The belief that shorter people are inherently less intelligent appears to be an artifact. For example, if we look at periods of exceptional intellectual achievements, they were also periods of short height. The ancient Egyptians and Greeks, the Elizabethan period and Renaissance, 16th C Holland, and two dynasties in China were relatively short compared to modern Europeans and North Americans. (Most of these populations averaged between 5’4” and 5’7”.)

In addition, many of the world’s most creative people have been short or not much
over 5’7”. Examples in literature and science include Alexander Pope, John Keats, Tennessee Williams, William Faulkner, Steinmetz, Einstein, Millikan, Michelson, McClintock, Buckminster Fuller, and Madam Curie. Famous artists include Picasso, Juan Miro, Thomas Benton, William Hogarth, Salvador Dali, and Michelangelo. In music, Mozart, Beethoven, Mahler, and Stravinsky were also short by today’s standards. Many of these high achievers were less than 5’3”.

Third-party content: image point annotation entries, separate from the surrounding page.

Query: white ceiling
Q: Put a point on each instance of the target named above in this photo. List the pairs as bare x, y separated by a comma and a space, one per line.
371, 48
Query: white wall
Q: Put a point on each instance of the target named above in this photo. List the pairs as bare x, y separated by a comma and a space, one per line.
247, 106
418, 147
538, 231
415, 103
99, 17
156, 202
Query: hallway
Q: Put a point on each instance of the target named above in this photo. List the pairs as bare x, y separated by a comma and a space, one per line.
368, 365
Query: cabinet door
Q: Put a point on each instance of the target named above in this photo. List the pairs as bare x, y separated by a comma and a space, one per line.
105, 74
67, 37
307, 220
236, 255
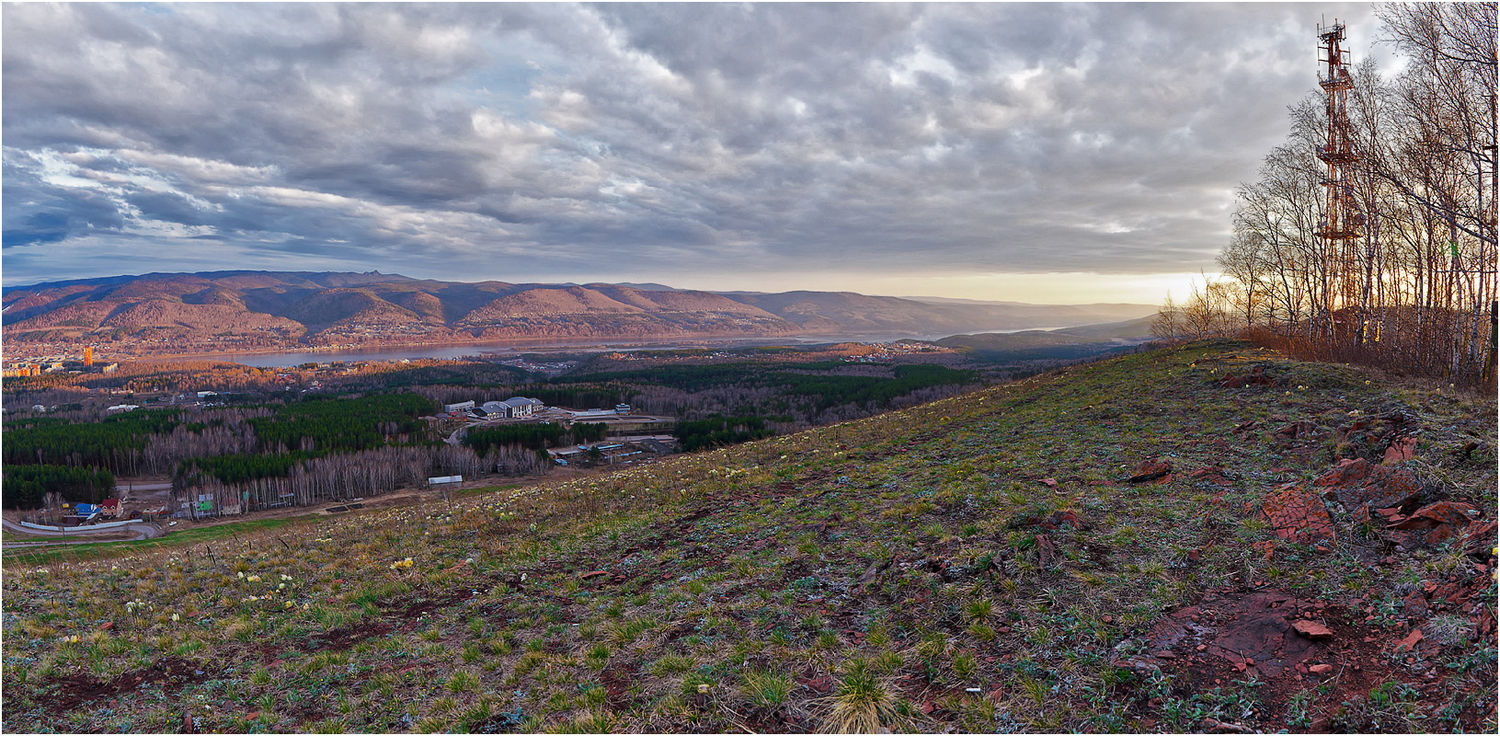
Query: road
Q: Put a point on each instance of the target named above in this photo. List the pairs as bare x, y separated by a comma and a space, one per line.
78, 534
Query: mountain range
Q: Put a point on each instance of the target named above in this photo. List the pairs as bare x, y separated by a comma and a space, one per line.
164, 314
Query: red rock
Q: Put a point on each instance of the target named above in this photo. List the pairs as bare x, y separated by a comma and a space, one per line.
1439, 520
1479, 540
1410, 640
1298, 514
1311, 628
1400, 450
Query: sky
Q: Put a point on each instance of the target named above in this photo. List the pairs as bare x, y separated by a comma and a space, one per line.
1028, 152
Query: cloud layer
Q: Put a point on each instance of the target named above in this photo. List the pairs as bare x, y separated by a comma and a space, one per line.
663, 141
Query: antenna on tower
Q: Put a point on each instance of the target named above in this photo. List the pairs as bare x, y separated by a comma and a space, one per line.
1343, 222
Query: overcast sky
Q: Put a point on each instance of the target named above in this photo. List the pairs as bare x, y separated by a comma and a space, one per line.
1010, 152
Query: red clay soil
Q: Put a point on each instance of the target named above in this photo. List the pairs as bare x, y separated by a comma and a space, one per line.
170, 673
1232, 636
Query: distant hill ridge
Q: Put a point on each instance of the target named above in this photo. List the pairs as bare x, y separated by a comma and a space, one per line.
234, 311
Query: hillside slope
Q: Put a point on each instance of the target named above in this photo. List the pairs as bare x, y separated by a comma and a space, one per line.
1122, 546
1065, 344
260, 311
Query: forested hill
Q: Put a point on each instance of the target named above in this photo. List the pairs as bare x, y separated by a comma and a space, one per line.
227, 311
1202, 538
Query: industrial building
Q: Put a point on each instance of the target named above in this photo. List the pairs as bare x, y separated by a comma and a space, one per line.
516, 406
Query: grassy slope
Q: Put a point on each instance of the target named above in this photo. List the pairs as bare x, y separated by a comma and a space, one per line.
885, 567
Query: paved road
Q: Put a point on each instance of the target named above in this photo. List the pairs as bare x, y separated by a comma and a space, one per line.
120, 487
80, 534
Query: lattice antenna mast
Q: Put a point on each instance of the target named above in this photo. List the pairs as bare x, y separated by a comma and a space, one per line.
1343, 222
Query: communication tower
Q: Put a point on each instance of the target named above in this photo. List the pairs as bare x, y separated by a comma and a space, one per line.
1343, 222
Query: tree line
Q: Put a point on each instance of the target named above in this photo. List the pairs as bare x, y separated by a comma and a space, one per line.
27, 486
1410, 281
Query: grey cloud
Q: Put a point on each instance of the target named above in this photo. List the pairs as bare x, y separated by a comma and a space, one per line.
681, 138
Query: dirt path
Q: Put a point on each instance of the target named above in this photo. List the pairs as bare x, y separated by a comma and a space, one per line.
80, 535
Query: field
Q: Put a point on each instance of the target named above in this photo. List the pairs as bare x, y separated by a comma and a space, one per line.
1104, 547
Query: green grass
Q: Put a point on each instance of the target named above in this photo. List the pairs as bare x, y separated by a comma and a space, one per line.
885, 573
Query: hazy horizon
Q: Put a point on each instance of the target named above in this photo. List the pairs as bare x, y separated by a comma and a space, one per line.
993, 152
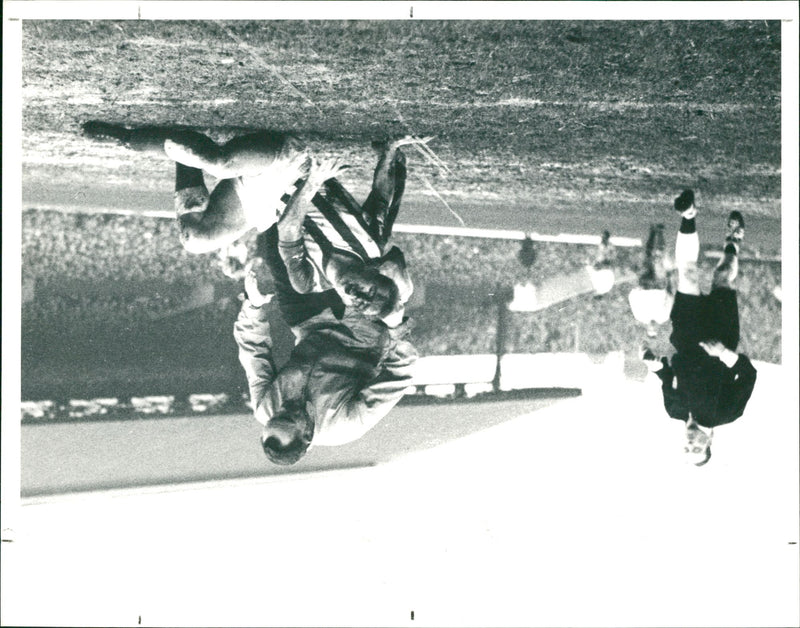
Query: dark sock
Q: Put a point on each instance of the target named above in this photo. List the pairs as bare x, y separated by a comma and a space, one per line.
687, 225
187, 177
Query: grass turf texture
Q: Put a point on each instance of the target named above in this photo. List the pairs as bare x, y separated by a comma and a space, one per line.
541, 115
604, 121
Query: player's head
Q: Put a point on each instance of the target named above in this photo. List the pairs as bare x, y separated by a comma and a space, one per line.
697, 447
369, 292
287, 435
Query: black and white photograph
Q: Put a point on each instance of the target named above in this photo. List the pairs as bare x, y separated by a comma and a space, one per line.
400, 314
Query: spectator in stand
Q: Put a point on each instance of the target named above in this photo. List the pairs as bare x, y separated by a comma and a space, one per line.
707, 383
651, 301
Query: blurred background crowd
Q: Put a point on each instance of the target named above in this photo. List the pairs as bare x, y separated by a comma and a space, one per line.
117, 292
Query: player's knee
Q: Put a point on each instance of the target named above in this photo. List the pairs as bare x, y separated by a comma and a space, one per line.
194, 241
724, 276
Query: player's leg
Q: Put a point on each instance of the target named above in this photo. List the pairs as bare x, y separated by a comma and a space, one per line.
728, 268
244, 156
687, 245
207, 222
388, 184
723, 297
294, 307
153, 138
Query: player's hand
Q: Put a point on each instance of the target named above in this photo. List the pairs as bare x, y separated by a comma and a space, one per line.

As far as athletes go, gymnasts, ice skaters, divers, and marathon runners tend to be short. A Finnish study showed that a number athletic categories were shorter compared to the average military recruit. For example, boxers, long-distance runners, cross-country skiers, wrestlers and weightlifters averaged shorter than military recruits. The weightlifters were almost 2 inches shorter.

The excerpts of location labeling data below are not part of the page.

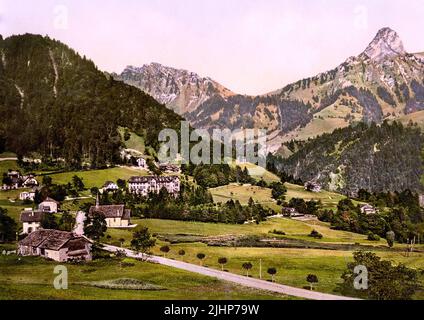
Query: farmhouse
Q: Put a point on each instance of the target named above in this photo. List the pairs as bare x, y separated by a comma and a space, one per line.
27, 195
116, 216
29, 181
57, 245
142, 163
169, 168
31, 220
312, 186
49, 205
153, 184
368, 209
15, 180
110, 186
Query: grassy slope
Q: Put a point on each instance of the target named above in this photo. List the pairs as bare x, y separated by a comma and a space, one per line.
293, 264
135, 142
263, 195
96, 178
32, 278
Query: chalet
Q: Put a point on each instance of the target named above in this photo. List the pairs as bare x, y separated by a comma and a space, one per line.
142, 163
29, 181
368, 209
16, 180
110, 186
169, 168
288, 212
49, 205
57, 245
31, 220
153, 184
312, 186
291, 212
116, 216
27, 195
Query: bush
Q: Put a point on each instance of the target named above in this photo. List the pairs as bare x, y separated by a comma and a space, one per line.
315, 234
373, 237
279, 232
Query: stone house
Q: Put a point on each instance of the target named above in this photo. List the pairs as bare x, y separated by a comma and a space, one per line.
27, 195
49, 205
31, 220
368, 209
57, 245
110, 186
153, 184
116, 216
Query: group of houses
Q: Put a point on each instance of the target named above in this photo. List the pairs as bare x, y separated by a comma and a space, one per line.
143, 185
13, 179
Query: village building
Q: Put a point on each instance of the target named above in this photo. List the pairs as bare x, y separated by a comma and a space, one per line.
312, 186
110, 186
368, 209
49, 205
142, 163
116, 216
153, 184
169, 168
27, 195
57, 245
288, 212
16, 180
31, 220
29, 181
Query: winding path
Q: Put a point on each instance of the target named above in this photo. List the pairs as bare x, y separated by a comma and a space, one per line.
231, 277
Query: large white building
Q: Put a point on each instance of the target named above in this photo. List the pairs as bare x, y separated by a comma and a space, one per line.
153, 184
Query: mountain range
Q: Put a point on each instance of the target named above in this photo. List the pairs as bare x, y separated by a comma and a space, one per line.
383, 82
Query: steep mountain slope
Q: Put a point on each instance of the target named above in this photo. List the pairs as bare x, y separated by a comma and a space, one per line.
58, 104
180, 90
362, 156
383, 82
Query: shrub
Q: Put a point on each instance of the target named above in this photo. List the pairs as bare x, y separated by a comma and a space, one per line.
315, 234
373, 237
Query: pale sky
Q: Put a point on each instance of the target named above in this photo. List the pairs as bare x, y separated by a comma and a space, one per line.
250, 46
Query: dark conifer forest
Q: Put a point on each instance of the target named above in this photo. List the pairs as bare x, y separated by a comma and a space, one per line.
58, 104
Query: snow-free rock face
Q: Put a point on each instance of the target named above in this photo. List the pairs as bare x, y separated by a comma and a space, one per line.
386, 44
383, 82
181, 90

It’s sad that scientists, NGOs and governments have ignored the dangers of a world of increasingly large people. Not only does promotion of taller height promote obesity and poor health, but it also threatens the future of humanity. The reason is that bigger body size comes with a cost. A world population of bigger people consumes more food, water, energy and raw materials. It also produces more waste, destroys more forests and animals, and promotes rising ocean levels and air pollution.

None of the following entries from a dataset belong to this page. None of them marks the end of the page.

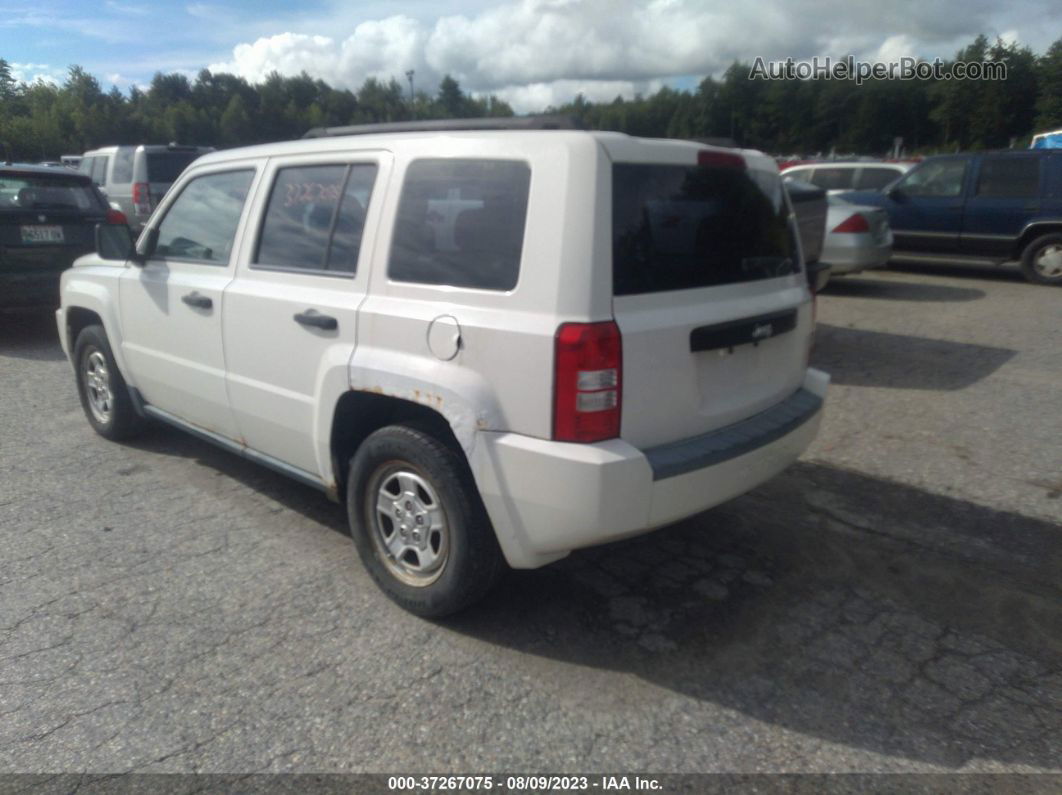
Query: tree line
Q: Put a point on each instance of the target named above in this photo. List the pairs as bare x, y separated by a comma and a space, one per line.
41, 120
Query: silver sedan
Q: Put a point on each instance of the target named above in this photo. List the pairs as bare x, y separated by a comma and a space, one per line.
858, 238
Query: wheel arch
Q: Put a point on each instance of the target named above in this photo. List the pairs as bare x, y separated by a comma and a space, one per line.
359, 413
1033, 230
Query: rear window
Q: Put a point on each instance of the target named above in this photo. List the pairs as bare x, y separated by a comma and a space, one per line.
166, 167
461, 223
46, 193
834, 178
123, 166
678, 227
1009, 177
876, 178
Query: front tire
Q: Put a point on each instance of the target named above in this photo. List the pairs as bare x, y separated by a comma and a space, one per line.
1042, 260
418, 524
101, 387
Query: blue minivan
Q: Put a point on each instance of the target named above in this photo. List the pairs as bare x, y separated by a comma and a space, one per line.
988, 207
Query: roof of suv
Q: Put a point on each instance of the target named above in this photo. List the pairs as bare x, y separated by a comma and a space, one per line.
24, 168
620, 145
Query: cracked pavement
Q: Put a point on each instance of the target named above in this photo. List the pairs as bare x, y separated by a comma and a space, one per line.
892, 603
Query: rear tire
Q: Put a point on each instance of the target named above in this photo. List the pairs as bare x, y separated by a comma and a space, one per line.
418, 523
104, 396
1042, 260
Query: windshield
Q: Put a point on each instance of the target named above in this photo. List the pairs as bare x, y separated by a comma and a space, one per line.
678, 227
28, 192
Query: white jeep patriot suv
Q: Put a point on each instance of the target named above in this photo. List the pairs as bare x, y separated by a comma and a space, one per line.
495, 345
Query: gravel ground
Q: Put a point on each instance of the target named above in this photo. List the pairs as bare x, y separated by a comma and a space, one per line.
890, 603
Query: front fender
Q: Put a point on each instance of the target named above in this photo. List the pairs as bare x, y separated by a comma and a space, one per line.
93, 286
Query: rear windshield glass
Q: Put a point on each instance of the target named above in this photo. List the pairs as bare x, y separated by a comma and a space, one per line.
678, 227
166, 167
45, 193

In conclusion, the higher performance and pay of taller people is based on the social and economic advantages our society bestows on them. In addition, taller people are more often from higher income families to start with. This was shown by research that showed people who spent one or more of their three life phases in working class environments were shorter than those who spent all three phases of their lives in higher classes.